Joey: “I don’t even like cocaine. The last time I did cocaine I got all stressed out and had to flush it down the toilet. I just thought that the more you guys said it was a bad idea, the funnier it would probably be if i kept going with it. I thought he was a NARC. I thought I was going to get to run from the cops. It was going to be hilarious.

He’s not coming back with my hundred dollars, is he?”


a friend of mine acquired from her mother an expression that i rather like: “close to the veil.”  it could be that you are sick, or hung over, or just running low, but you begin to suspect that you are not far from that film which divides the living from the dead. or at the very least, life from non-life. if ever did 2-3 fuckers wake up close to the veil, shrinking from the blinding terrible light of the day star, we were they. no veisalgic bliss here. just the kind of hangover where you wonder “Is what the dead feel like?” “Is this what a zombie feels like?” i think of Return of the Living Dead, where the cannibalistic fervour of the zombie is explained in terms of zombies being otherwise conscious, cognate human beings who are trapped in dead, creaking, decaying bodies; they can feel all the rot, the damage, the arrested, pooling blood, the worms that feed inside, and in such a state they know that the only thing that will provide relief, however momentary, is brains.
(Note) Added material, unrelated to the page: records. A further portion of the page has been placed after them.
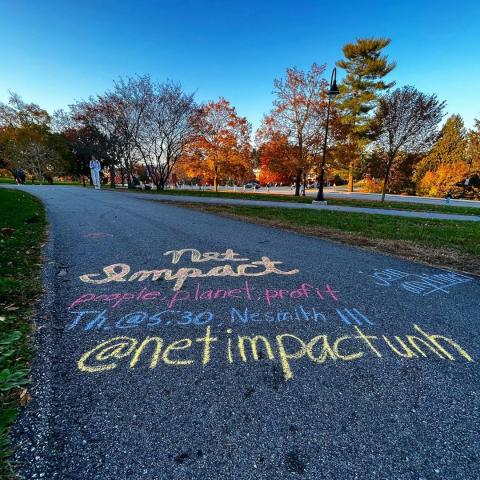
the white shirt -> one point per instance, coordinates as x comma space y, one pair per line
95, 165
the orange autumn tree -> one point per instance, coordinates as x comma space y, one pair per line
222, 148
278, 158
297, 118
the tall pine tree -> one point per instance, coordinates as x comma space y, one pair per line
365, 68
449, 149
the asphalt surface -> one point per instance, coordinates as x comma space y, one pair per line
341, 192
310, 206
323, 402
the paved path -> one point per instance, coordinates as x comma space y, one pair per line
342, 193
309, 206
164, 379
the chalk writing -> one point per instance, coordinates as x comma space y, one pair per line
120, 272
210, 295
285, 348
197, 257
423, 284
89, 320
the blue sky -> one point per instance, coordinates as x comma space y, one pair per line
56, 52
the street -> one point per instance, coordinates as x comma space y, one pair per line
342, 193
175, 344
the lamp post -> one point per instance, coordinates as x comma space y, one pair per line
331, 92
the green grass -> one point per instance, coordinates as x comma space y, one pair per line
419, 207
459, 235
22, 231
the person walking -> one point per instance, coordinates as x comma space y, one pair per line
95, 168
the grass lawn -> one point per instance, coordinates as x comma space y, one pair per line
419, 207
28, 182
445, 243
22, 233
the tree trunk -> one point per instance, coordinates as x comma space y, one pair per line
350, 176
385, 180
298, 180
112, 176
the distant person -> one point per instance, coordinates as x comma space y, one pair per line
95, 168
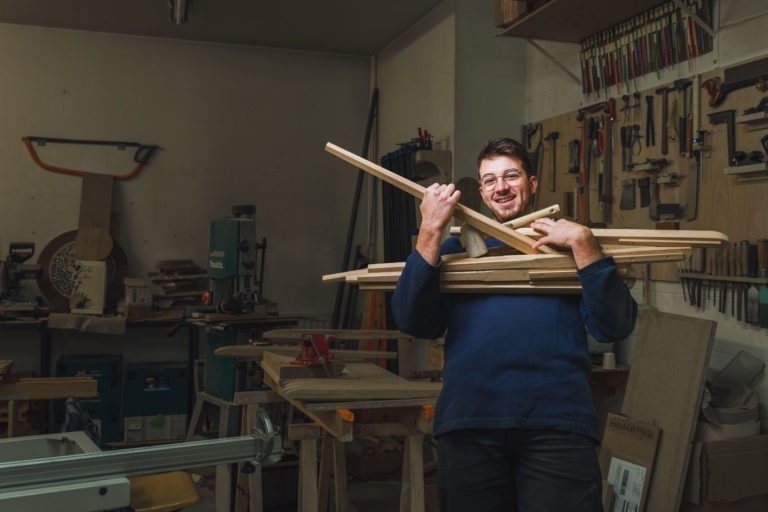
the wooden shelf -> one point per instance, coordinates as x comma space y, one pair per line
572, 21
749, 172
732, 279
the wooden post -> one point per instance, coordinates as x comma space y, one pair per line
412, 487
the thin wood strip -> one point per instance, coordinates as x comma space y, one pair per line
340, 277
489, 288
257, 351
605, 236
44, 388
662, 242
507, 235
339, 334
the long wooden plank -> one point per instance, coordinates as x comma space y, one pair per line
340, 334
507, 235
257, 351
670, 360
44, 388
507, 288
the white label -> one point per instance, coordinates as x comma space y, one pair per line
627, 480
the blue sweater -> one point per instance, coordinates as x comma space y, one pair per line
514, 361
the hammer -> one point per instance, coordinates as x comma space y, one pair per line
552, 137
664, 91
682, 107
474, 241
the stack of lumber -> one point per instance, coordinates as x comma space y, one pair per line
539, 270
541, 273
178, 279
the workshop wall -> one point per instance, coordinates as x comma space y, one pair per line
736, 208
235, 125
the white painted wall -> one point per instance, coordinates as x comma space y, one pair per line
741, 36
237, 125
490, 84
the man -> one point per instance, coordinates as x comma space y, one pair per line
515, 426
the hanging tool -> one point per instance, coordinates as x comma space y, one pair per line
664, 91
573, 156
140, 157
605, 175
650, 135
729, 118
737, 77
682, 105
552, 137
627, 194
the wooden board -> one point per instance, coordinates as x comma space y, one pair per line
340, 334
486, 225
736, 208
360, 381
665, 387
257, 351
5, 367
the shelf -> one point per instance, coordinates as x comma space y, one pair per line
731, 279
572, 21
433, 164
750, 172
756, 118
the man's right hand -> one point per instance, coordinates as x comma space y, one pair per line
436, 211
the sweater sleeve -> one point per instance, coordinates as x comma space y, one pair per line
418, 307
608, 309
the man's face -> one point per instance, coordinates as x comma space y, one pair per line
505, 187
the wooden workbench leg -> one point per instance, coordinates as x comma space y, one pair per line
228, 427
249, 491
324, 478
340, 475
412, 486
13, 418
194, 420
308, 475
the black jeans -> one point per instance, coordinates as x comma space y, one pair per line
513, 470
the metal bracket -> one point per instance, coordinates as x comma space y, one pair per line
554, 60
687, 10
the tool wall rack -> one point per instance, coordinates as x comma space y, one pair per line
620, 41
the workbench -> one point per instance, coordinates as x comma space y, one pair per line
333, 405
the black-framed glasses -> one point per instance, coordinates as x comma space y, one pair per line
489, 181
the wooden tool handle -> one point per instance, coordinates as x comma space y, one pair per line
527, 219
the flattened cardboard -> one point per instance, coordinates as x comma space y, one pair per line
633, 441
735, 468
665, 387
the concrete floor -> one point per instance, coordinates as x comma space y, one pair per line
365, 496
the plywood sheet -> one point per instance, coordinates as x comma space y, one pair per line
360, 381
665, 387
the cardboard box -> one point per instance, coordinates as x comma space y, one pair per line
627, 454
138, 298
726, 470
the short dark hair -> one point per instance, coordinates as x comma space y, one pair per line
506, 147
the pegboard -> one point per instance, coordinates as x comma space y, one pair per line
732, 204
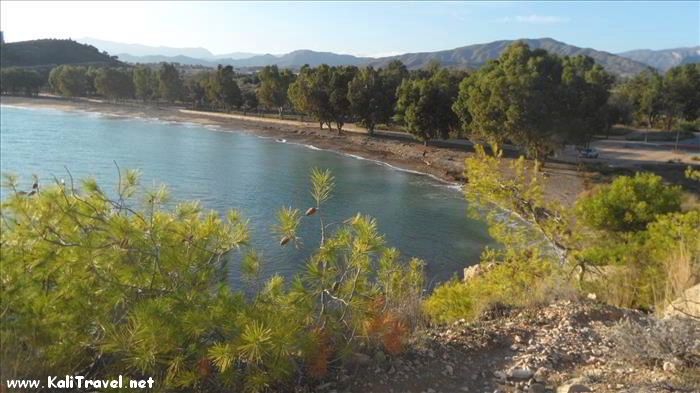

the hungover nincompoop has no such refuge in certainty. at best we spend our day in perilous, naïve questing for the one food or drink that will compensate, will make us feel okay. we continue to stuff things into our already ravaged bodies, increasing the workload of our beleaguered digestive system, weighing us down, pulling us toward the grave.****

naturally we thought an Italian-American Eatery would be the answer. naturally it was not (you can pretty much sub in the text of When There’s No One to Blame But Yourself right here. more linguini, more bellinis, no lessons learned.). we thought back to the restaurant of  the casino that we had eventually attained the night previous, sitting with two pints each of Molson Canadian in front of us because apparently even in Brigadoon they have last call. there had been a siren or alarm of some sort going off; no one had seemed especially concerned, but it didn’t sound like a “winning” alarm. having arrived at the casino we all were reminded of how sad and bleak and boring is the inside of a casino, and how none of us really know how to gamble, or for that matter, had any money. we certainly weren’t feeling very lucky. we didn’t quadruple our money, but to our (dubious) credit, we didn’t even try.


the bellini, it does nothing.




* the movie, not the song. wait, is that even possible?

** which i mean specifically in the Girls Gone sense of “wild”.

*** this is the sort of thing that is not at all outside the realm of possibility, in the given company. not in a tough-guy, chug ’em all sort of way so much as a “A thing has been done that can not be undone, and we must leave. Now.” sort of way.

**** our colossal hangovers notwithstanding, we did devise the idea of tying a string to a disposable camera and then throwing it over the falls with the timer set, just to see.